While it is common sense today that AI runs on (historic) data, most organizations don’t have all the data required to build a successful AI model. If they do, they don’t have it in the right format or at the right level of granularity. In fact, in many cases there is a lot of confusion over the variables to be included in an AI model. So, to ensure your AI product is a success, first of all enumerate all the data inputs you will require to build an AI model. Find out which variables have an impact on the outcome you have in mind.
For example, if you are building a customer churn prediction model, list out all the data points you want to base your predictive model upon. If you think the duration of conversation with customer service executive is an important driver of churn prediction, include it as a variable. Now, if you don’t have the cumulative time spent in conversation with a customer service executive for each of the customer, your model would not have this as an input. So the first step in this case would be to start capturing this data. Now, it is unlikely that you don’t log the customer conversation duration data. But even if you do, many a times it is aggregated at representative level and not readily available at customer level. In these cases you need some data engineering or ETL. The point being, only having the data captured is not enough, it needs to be in the right format and right level of granularity.

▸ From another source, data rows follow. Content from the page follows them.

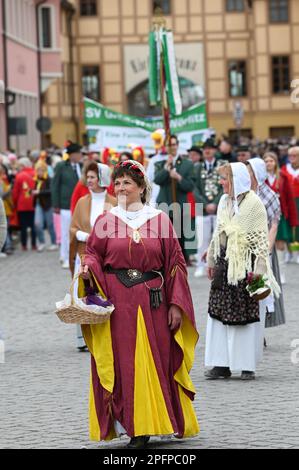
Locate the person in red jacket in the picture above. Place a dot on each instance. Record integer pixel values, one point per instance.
(23, 199)
(279, 182)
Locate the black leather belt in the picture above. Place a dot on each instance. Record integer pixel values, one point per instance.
(132, 277)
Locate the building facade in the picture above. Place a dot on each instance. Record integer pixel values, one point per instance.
(228, 52)
(29, 62)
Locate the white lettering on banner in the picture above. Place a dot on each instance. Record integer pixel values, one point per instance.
(189, 62)
(93, 113)
(295, 93)
(2, 92)
(2, 351)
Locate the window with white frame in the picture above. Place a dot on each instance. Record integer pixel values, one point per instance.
(46, 27)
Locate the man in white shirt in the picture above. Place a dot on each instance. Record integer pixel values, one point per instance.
(208, 192)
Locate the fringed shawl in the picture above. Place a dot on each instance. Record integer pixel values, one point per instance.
(247, 237)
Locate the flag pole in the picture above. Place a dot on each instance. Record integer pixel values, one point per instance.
(159, 24)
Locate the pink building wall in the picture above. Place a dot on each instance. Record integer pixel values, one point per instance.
(2, 109)
(22, 68)
(51, 60)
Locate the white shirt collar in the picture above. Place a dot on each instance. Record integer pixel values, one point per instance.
(135, 219)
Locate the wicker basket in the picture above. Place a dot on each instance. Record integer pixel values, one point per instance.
(262, 295)
(75, 314)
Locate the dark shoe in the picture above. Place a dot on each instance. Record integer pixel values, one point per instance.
(218, 373)
(247, 375)
(138, 442)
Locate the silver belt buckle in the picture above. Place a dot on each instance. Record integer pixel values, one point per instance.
(134, 274)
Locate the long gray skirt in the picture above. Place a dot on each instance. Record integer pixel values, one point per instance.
(277, 317)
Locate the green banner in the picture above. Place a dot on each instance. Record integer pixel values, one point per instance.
(107, 128)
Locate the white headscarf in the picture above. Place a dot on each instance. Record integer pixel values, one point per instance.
(259, 169)
(104, 175)
(241, 182)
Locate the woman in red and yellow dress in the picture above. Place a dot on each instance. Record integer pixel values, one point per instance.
(280, 182)
(141, 357)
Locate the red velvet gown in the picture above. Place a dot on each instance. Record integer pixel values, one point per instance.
(139, 367)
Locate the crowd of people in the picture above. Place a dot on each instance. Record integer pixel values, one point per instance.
(233, 213)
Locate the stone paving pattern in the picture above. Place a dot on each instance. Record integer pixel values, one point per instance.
(44, 381)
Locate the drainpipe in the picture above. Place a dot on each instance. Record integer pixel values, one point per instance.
(39, 65)
(70, 11)
(6, 104)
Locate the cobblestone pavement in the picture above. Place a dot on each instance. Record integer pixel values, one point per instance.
(44, 380)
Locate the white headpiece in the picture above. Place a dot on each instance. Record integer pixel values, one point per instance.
(104, 175)
(241, 182)
(259, 169)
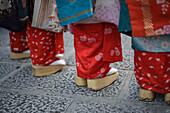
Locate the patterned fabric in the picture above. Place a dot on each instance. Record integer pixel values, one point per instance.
(9, 16)
(152, 44)
(152, 71)
(70, 11)
(149, 17)
(46, 16)
(105, 9)
(42, 45)
(96, 46)
(124, 21)
(59, 43)
(18, 41)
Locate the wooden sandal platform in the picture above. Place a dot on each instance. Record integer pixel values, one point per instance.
(167, 98)
(99, 83)
(14, 55)
(81, 82)
(146, 95)
(40, 71)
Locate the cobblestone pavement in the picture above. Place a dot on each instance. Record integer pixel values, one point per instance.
(22, 92)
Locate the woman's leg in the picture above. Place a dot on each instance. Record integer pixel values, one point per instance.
(89, 48)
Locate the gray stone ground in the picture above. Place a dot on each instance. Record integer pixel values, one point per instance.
(21, 92)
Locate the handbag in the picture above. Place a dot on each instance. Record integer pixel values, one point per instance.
(9, 16)
(45, 16)
(107, 11)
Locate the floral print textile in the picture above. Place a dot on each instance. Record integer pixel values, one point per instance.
(152, 71)
(96, 46)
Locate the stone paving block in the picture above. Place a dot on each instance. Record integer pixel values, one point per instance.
(111, 91)
(99, 107)
(5, 56)
(128, 62)
(60, 83)
(133, 93)
(12, 102)
(5, 68)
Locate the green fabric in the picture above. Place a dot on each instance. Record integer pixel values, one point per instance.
(124, 21)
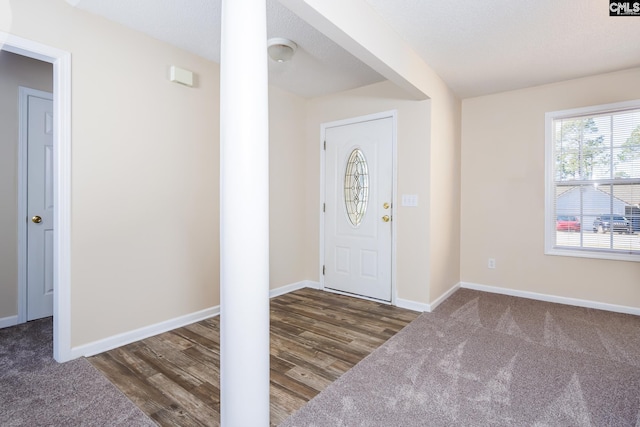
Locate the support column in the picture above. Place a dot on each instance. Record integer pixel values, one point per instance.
(244, 215)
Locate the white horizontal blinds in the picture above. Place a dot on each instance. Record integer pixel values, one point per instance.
(597, 181)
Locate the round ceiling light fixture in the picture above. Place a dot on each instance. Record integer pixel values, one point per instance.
(280, 49)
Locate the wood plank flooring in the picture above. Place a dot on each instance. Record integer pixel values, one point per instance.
(316, 336)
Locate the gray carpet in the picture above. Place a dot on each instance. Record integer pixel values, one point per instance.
(491, 360)
(35, 390)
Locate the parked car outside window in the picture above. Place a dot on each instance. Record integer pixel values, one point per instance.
(567, 223)
(603, 224)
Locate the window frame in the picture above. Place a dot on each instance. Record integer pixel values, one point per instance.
(550, 184)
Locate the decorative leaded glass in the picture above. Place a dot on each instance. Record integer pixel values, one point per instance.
(356, 187)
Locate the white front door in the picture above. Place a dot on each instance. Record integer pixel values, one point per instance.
(39, 206)
(358, 211)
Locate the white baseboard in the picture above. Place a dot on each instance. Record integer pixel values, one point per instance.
(427, 308)
(7, 322)
(553, 298)
(443, 297)
(412, 305)
(125, 338)
(293, 287)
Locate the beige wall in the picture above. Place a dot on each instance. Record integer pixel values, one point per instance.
(289, 234)
(145, 156)
(503, 193)
(15, 71)
(415, 175)
(445, 193)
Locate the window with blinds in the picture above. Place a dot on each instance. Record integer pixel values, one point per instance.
(593, 182)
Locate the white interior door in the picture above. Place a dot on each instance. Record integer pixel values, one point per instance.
(358, 211)
(39, 206)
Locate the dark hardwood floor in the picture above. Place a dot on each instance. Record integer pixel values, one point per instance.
(316, 336)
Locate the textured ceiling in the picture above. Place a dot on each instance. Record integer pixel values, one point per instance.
(477, 47)
(481, 47)
(319, 66)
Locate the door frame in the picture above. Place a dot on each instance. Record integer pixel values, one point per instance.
(23, 168)
(61, 61)
(393, 114)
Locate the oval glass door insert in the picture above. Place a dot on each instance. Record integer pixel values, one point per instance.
(356, 187)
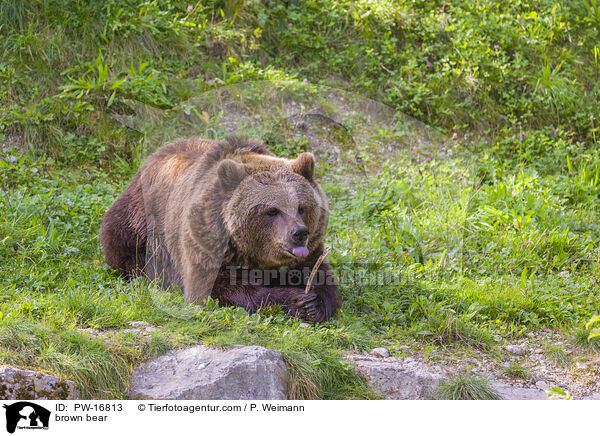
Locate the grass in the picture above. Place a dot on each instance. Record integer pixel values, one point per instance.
(466, 387)
(516, 370)
(581, 338)
(557, 356)
(487, 225)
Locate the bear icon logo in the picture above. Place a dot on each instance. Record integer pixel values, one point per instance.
(26, 415)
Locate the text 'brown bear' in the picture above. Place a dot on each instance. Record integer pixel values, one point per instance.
(227, 219)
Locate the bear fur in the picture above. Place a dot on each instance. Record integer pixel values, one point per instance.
(199, 214)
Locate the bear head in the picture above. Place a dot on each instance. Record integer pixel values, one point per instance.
(275, 216)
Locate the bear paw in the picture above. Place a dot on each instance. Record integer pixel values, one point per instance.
(307, 307)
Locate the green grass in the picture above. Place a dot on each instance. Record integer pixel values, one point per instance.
(497, 237)
(516, 370)
(466, 387)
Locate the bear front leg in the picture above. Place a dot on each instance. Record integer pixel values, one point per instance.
(317, 305)
(322, 299)
(198, 282)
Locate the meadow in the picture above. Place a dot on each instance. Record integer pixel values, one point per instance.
(490, 225)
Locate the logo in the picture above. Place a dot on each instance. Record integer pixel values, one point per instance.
(26, 415)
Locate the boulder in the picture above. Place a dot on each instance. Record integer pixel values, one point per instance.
(202, 373)
(412, 379)
(25, 384)
(397, 379)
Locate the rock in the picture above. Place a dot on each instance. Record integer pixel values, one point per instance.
(509, 392)
(25, 384)
(515, 349)
(202, 373)
(380, 352)
(140, 324)
(398, 379)
(411, 379)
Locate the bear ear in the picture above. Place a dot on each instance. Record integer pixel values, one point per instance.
(230, 174)
(304, 165)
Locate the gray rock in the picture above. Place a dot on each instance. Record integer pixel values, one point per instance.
(380, 352)
(202, 373)
(515, 349)
(25, 384)
(397, 379)
(411, 379)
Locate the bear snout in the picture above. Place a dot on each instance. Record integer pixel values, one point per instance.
(299, 234)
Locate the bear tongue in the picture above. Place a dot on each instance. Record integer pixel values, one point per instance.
(300, 251)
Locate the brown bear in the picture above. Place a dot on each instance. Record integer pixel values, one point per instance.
(227, 219)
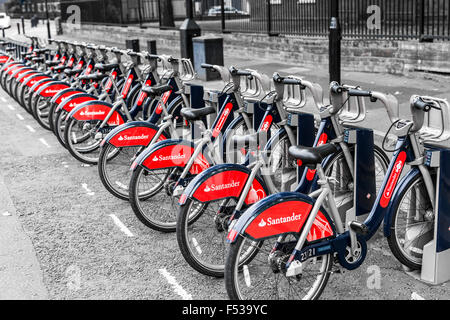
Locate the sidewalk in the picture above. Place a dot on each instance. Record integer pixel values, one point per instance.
(400, 86)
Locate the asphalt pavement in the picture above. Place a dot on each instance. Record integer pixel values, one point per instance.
(63, 236)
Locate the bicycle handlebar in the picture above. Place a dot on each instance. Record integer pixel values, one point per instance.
(240, 72)
(286, 80)
(422, 105)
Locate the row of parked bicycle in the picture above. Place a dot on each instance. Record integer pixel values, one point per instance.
(264, 183)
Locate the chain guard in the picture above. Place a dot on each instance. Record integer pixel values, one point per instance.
(351, 265)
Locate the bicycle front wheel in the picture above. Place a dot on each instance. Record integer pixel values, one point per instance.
(264, 278)
(412, 224)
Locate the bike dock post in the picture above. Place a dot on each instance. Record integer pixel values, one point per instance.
(436, 253)
(305, 133)
(364, 189)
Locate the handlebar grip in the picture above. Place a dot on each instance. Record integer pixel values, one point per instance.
(238, 72)
(422, 105)
(359, 93)
(279, 79)
(207, 66)
(336, 88)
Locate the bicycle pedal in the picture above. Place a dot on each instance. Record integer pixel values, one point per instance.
(359, 228)
(178, 191)
(294, 269)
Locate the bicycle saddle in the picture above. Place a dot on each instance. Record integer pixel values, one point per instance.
(312, 155)
(51, 63)
(59, 68)
(94, 76)
(39, 51)
(38, 59)
(71, 72)
(196, 114)
(251, 139)
(157, 90)
(106, 67)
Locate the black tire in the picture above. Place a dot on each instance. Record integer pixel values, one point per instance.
(117, 188)
(411, 255)
(203, 252)
(59, 126)
(88, 152)
(41, 109)
(164, 206)
(234, 270)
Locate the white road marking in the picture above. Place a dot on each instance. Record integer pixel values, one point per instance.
(45, 143)
(197, 247)
(247, 276)
(173, 282)
(89, 191)
(120, 184)
(121, 226)
(416, 296)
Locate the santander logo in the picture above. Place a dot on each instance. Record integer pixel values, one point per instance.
(92, 113)
(128, 138)
(397, 168)
(171, 157)
(52, 91)
(281, 220)
(392, 182)
(214, 187)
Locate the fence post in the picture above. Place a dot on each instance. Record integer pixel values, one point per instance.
(222, 14)
(269, 18)
(335, 43)
(159, 13)
(421, 20)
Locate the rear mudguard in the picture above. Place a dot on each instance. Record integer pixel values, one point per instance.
(31, 80)
(38, 84)
(170, 154)
(4, 59)
(74, 101)
(48, 90)
(131, 94)
(64, 94)
(15, 68)
(25, 75)
(227, 135)
(136, 133)
(279, 214)
(16, 74)
(412, 174)
(6, 68)
(96, 110)
(224, 181)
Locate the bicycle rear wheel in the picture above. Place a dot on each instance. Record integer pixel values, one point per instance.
(412, 224)
(264, 276)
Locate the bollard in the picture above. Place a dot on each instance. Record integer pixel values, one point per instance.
(151, 46)
(23, 25)
(207, 49)
(133, 44)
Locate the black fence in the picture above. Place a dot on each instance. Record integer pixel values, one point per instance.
(29, 8)
(386, 19)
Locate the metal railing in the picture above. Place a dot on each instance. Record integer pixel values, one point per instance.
(383, 19)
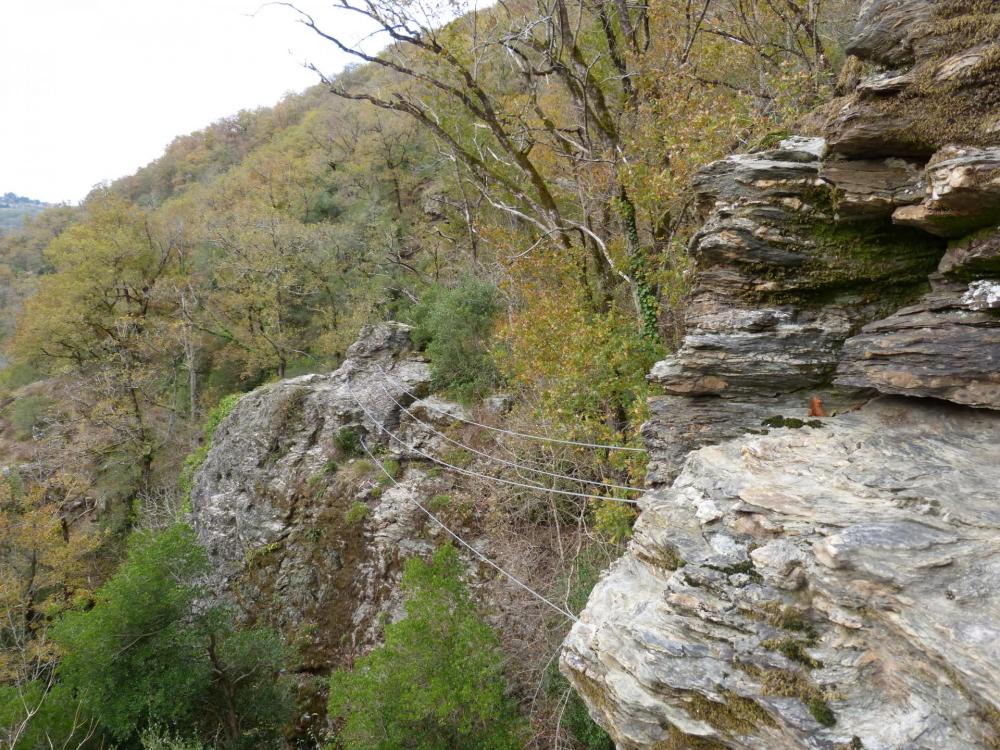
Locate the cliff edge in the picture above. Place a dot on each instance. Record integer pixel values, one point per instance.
(818, 562)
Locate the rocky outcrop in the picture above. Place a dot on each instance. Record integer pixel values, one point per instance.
(836, 587)
(945, 345)
(824, 570)
(780, 288)
(303, 529)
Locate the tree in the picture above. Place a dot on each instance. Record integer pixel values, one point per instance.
(151, 654)
(454, 326)
(539, 102)
(437, 682)
(103, 314)
(43, 571)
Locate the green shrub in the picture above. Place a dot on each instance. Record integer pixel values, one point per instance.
(437, 682)
(347, 442)
(357, 513)
(453, 325)
(438, 503)
(17, 375)
(147, 655)
(391, 470)
(27, 413)
(613, 520)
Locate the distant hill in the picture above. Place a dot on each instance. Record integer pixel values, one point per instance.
(13, 209)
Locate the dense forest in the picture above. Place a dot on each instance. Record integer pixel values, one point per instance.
(514, 182)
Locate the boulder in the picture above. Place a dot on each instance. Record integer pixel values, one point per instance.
(301, 529)
(945, 345)
(825, 588)
(963, 193)
(886, 28)
(872, 188)
(977, 254)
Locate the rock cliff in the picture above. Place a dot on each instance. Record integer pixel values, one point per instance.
(818, 563)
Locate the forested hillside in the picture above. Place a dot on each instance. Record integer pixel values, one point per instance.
(14, 209)
(515, 183)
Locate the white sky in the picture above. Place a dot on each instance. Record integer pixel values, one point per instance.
(90, 90)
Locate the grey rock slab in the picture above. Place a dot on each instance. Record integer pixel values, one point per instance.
(963, 193)
(877, 538)
(870, 188)
(884, 31)
(976, 255)
(946, 345)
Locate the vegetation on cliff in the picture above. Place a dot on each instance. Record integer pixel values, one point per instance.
(514, 182)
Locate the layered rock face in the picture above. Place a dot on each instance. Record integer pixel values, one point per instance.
(303, 529)
(811, 588)
(818, 565)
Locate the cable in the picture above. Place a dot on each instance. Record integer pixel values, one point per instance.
(497, 459)
(520, 434)
(466, 472)
(473, 550)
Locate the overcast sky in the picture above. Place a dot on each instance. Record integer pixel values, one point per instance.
(90, 90)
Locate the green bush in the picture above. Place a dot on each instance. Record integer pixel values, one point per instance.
(437, 682)
(196, 458)
(148, 655)
(453, 325)
(391, 470)
(347, 442)
(26, 414)
(357, 513)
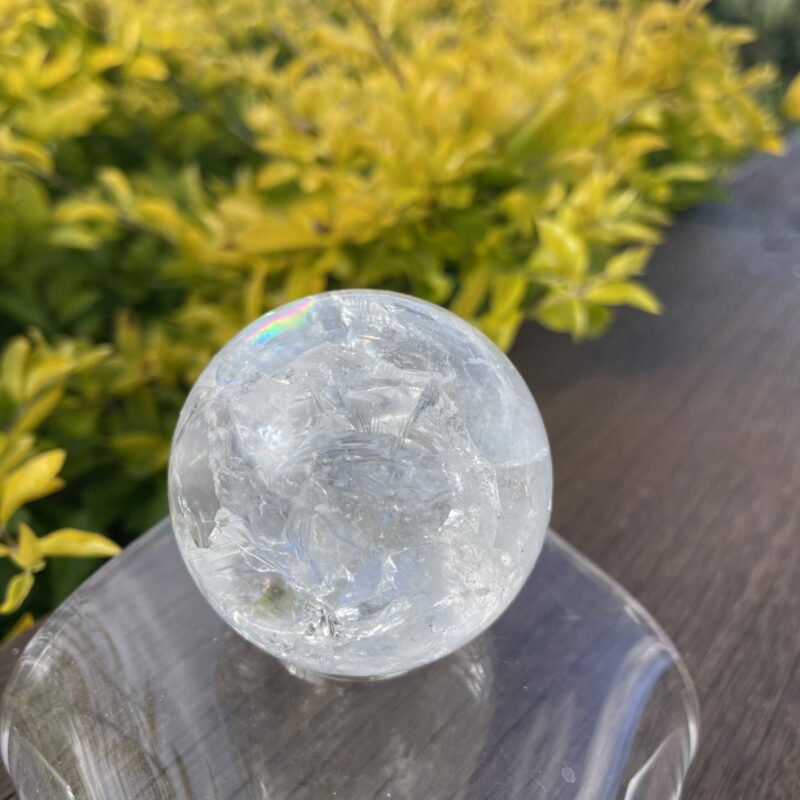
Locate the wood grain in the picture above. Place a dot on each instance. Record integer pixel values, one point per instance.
(676, 443)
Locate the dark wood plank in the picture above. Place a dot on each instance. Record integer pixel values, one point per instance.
(676, 444)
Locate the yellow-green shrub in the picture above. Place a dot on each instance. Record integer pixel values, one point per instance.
(168, 171)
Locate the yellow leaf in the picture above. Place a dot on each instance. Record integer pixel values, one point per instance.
(149, 67)
(629, 262)
(19, 587)
(27, 555)
(14, 451)
(568, 249)
(77, 543)
(76, 210)
(276, 235)
(117, 185)
(35, 412)
(472, 293)
(276, 173)
(106, 57)
(24, 623)
(563, 313)
(12, 369)
(34, 479)
(624, 293)
(791, 100)
(45, 371)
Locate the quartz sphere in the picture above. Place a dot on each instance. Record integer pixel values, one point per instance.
(360, 483)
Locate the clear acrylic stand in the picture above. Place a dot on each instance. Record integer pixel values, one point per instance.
(136, 689)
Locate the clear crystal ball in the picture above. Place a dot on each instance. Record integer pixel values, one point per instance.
(360, 483)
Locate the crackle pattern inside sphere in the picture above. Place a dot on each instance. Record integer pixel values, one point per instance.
(360, 483)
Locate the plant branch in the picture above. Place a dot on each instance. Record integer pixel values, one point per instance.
(382, 47)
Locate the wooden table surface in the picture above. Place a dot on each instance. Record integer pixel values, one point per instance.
(676, 443)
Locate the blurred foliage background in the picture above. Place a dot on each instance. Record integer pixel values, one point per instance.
(169, 171)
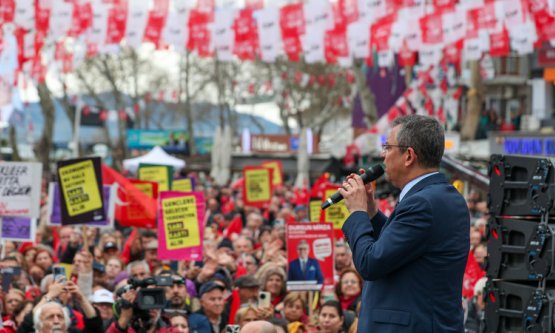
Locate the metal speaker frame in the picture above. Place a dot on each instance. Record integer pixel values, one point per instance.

Just having the data at the right level of granularity is not sufficient. Many-a- times data is not accurate or clean. For example, missing values or incorrectly captured values are often present in datasets. If these values are part of the training dataset, your model accuracy will suffer. So it is very important to ensure that your data is clean and accurate.
In cases where data inputs are manually entered in the system, there is larger risk of data inaccuracies as compared to scenarios where data is automatically captured and replicated across systems. However, in most large businesses, data is spread across department silos and hence having a single version of truth becomes difficult. So it is very important that you choose the right source systems to feed data into your machine learning models.
Given these challenges, building efficient data engineering pipelines is as important as having the right data science / AI-ML expertise when it comes to success of AI projects. At Konverge.AI we’ve consciously chosen cloud data engineering as one of our key focus areas. Our cloud data engineering capabilities enable us to fetch the right data from the right systems to the models we build. This is a key component of our AI success so far.
Since data is a key ingredient in any AI project, quality and availability of data becomes crucial for AI success. If you are planning on building your AI roadmap, data availability is one of the most important things you should focus on. They say data is the new oil and it should be pure to ensure that there is no smoke around your AI vehicle.